Buzzing probably due to a short circuit somewhere.
Cut one of the low voltage transformer wires and put in a light bulb of appropriate voltage, e.g. if 24v then use a 24v 20W bulb (or 2 x 12v bulbs) , wattage of bulb depends on transformer size, if it isa 2" cube then use a 20W bulb, if 4" cube , use 100w bulbs.
If there are three wires , then insert bulb on the "centre wire" it might be black where the other two are yellow. Otherwise use ohmmeter to find center.

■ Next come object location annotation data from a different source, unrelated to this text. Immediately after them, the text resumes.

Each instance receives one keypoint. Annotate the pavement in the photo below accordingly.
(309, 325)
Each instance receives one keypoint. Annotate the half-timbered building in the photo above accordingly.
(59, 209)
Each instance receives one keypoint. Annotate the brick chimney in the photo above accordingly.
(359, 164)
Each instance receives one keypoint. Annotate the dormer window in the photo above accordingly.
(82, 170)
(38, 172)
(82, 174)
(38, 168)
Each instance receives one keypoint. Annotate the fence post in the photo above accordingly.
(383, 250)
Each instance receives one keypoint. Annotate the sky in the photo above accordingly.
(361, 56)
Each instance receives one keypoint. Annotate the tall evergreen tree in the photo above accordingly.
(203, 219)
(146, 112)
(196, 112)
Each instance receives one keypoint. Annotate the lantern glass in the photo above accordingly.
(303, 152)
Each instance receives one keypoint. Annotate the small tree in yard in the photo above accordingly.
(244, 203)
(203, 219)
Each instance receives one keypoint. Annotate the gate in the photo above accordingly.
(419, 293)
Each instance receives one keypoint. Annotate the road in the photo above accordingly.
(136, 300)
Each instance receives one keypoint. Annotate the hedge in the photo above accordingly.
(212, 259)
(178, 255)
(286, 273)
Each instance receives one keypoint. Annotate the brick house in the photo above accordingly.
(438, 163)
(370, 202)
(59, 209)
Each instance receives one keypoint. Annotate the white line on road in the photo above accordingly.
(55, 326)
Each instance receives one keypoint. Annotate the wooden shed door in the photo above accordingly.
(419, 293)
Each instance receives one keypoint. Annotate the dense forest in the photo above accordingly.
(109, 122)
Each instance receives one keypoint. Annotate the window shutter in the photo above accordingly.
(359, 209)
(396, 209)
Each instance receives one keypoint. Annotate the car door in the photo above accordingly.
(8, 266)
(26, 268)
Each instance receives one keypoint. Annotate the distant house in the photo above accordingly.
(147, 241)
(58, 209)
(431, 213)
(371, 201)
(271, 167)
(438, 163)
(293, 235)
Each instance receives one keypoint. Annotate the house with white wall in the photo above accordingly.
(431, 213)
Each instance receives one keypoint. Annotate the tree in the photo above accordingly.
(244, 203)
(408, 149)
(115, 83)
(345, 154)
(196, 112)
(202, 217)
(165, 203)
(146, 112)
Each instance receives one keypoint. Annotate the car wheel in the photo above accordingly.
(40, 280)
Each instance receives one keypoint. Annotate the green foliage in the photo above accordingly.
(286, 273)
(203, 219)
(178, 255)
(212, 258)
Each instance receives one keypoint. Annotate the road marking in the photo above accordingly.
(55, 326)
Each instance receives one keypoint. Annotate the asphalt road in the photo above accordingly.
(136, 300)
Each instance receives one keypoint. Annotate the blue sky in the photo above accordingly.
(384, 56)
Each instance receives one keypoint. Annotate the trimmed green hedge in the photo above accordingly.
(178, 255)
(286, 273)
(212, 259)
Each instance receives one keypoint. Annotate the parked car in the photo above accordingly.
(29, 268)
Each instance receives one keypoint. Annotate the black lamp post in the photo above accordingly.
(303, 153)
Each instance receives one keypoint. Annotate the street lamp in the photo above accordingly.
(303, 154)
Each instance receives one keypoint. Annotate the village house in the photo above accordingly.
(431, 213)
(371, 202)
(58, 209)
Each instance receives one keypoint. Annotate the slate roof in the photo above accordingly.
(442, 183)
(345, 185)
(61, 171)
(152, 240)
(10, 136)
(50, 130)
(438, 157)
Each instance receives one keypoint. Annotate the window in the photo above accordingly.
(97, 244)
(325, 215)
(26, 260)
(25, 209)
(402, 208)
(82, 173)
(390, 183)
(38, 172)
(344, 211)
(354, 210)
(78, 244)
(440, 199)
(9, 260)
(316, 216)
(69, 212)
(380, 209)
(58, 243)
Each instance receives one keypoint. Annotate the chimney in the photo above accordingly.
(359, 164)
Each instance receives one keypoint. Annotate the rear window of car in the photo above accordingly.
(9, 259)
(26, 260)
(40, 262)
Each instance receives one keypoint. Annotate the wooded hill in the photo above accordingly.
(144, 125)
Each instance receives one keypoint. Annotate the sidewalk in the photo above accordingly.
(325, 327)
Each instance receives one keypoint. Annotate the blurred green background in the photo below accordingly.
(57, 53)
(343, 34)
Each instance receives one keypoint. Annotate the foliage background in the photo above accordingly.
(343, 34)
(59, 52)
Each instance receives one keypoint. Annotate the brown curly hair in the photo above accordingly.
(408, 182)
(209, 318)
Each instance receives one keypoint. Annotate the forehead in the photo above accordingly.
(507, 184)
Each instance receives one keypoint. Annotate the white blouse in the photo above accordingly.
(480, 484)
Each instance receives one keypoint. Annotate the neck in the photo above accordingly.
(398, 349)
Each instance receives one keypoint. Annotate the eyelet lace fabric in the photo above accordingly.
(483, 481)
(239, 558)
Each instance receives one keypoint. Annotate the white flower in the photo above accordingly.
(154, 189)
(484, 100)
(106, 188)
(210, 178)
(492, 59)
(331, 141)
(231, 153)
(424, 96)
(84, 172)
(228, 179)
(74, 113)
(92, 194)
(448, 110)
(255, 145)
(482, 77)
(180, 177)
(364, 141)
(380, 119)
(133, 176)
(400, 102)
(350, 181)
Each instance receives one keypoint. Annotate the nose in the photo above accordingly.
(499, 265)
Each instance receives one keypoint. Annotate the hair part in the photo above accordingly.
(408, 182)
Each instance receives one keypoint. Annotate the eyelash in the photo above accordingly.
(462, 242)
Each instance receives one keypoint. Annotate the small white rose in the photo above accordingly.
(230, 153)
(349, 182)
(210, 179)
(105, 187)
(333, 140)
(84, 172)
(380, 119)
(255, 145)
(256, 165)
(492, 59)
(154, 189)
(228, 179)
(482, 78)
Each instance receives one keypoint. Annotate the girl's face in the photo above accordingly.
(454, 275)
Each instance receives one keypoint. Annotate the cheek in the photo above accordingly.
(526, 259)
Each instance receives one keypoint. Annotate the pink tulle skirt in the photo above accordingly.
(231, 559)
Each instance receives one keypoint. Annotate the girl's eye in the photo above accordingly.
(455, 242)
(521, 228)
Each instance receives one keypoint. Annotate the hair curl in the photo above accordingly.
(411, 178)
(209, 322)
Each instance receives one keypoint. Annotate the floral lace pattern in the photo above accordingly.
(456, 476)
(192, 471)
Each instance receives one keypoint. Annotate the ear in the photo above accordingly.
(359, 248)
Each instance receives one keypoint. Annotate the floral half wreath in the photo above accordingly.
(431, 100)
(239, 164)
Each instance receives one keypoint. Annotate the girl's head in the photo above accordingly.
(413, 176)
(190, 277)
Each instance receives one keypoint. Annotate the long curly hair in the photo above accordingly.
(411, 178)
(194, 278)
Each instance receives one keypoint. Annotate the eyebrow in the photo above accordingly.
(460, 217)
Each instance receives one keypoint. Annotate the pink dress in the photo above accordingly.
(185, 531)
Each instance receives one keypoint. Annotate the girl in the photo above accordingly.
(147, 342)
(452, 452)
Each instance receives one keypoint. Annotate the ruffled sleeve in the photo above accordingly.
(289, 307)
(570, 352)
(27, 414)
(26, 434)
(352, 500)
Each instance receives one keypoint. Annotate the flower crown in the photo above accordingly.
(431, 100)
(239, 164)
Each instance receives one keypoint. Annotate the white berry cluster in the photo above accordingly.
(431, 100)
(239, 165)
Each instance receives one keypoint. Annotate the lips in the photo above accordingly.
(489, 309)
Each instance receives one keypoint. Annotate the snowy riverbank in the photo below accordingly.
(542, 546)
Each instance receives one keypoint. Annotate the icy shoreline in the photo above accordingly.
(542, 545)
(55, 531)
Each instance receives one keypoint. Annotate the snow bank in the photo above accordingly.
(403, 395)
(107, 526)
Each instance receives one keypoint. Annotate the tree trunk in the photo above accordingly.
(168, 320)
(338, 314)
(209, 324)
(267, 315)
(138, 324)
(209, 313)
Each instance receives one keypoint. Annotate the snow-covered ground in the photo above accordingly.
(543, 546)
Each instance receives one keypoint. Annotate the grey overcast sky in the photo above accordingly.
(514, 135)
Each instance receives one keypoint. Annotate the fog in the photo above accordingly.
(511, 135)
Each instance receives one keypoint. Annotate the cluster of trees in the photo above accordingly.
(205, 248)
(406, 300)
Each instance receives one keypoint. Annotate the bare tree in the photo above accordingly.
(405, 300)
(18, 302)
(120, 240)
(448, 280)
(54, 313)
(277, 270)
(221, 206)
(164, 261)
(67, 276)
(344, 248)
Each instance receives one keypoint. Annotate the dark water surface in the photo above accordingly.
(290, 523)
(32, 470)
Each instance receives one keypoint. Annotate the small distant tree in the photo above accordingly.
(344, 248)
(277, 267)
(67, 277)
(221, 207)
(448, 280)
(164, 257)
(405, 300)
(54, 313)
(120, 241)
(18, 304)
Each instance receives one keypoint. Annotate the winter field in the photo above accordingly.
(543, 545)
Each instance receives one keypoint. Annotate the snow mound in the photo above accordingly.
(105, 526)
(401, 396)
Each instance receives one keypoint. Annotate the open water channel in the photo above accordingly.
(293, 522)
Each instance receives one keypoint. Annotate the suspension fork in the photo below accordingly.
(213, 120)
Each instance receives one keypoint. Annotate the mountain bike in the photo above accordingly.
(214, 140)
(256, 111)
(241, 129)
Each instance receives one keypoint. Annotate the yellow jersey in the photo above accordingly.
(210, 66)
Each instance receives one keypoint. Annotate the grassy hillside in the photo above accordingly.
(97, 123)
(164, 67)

When you power up , the bulb will light up and buzzing should stop. (If you are using a centre connection, and it still buzzes and bulb doesn't light, then your bridge rectifier is shorted). At this point you will probably have about half a volt across the main supply capacitor, then you just follow the PCB traces to figure where all the current is going. for example you might have 500mV at the filter capacitor , then 490mV 2 inches away then 480mV on a left branch and 490mV on a right branch, so keep following the branch with lowest voltage. The same method can be used on the ground rail, except the voltage will steadily increase as you get to the fault, then stay static, e.g. 10mv-20mv-30mv-40mv-40mv-40mv-40mv so start looking at the first node with 40mV. This approach is commonly known as the "millivolt method".
You can also just connect a lab supply set at 5v, 1A to the filter capacitor, and use the same method, this removes the hazard of 240v wiring.
Actually before you do all this try measuring the bridge rectifier with the diode range on your DMM. (Power off , of course ) a good bridge will show ~0.6v if red terminal on either AC terminal and black on + , and also if black terminal on either AC terminal and red on -, it may take a few seconds for reading to stabilise.